The Fitness Watch from JML packs many of the basic functions into the single watch. As you’d expect from a sports watch this includes time, alarm and stopwatch. The real bang however, comes from the exercise-specific modes.
When setting up the watch you get to chance to put in your weight, age and resting heart rate. These are useful tools that allow the watch to ultimately calculate the approximate calorific expenditure of any exercise session you are doing.
The watch has a built-in heart rate sensor which places this unit apart from other offerings on the market – rather than wearing a chest strap for constant monitoring, it is a case of measuring your heart rate on an ad hoc basis. This information is then used in the calculation mentioned above. The sensor is also used to input your resting heart rate, which alone gives an idea of the level of current fitness, i.e., the lower the better.

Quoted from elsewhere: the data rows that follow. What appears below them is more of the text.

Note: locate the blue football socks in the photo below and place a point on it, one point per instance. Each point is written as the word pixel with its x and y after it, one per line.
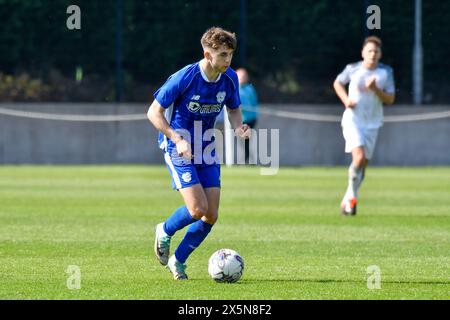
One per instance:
pixel 195 234
pixel 178 220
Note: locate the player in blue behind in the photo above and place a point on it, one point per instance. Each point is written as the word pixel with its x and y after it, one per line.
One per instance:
pixel 184 111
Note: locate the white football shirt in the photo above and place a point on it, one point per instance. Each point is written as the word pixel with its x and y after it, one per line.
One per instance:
pixel 368 112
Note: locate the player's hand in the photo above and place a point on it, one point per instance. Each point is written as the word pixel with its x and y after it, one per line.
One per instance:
pixel 184 149
pixel 244 131
pixel 371 84
pixel 350 103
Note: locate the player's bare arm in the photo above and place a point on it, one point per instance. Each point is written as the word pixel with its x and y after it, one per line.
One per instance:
pixel 342 94
pixel 235 117
pixel 386 98
pixel 156 116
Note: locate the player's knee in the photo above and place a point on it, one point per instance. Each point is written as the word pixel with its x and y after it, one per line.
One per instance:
pixel 199 210
pixel 211 217
pixel 359 159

But it goes slightly further. If you don’t want to measure your heart rate during the activity, you can opt to assign a “value” to the type of exercise you are partaking in – and they are listed in the accompanying instructions. This can then calculate your calorific expenditure. Both of the exercise options are controlled in the exercise mode, and once you get stuck in, it is very simple to organise.
In practise, the heart rate sensor, whilst conveniently placed on the watch, is not as ideal as it might seem. It does take a while to get used to using the sensor, and using it during exercise can be tricky. If you are walking, then it is fine, but during a decent run, the measurement of your heart rate is not as accurate as with a chest strap equivalent.
The watch is water resistant up to 20 metres, and the lack of chest strap means that this is a convenient option for swimmers, who can simply get their heart rate at the end of a set without being encumbered. It also has a funky blue backlight to the screen making reading in the dark easy – should you be taking your exercise in a darkened room…
Also in the box is a handlebar mount so that you can easily attach your watch to a bike, and monitor your performance as you go along, which is a bonus as many other manufacturers will want to charge you for this convenience.
However, it should be considered that this option from JML comes in at £19.99, which is a stonking price for an exercise watch and comes in £10 cheaper than the basic Polar model. However, it should be considered that the Polar watch does come with a chest strap.
On balance, the JML Fitness Watch is good for those taking up exercise or looking for feedback on the calories burnt or the heart rate that is being maintained. However, those embarking on a more structured training programme might find themselves wanting the constant feedback of heart rate that other models offer.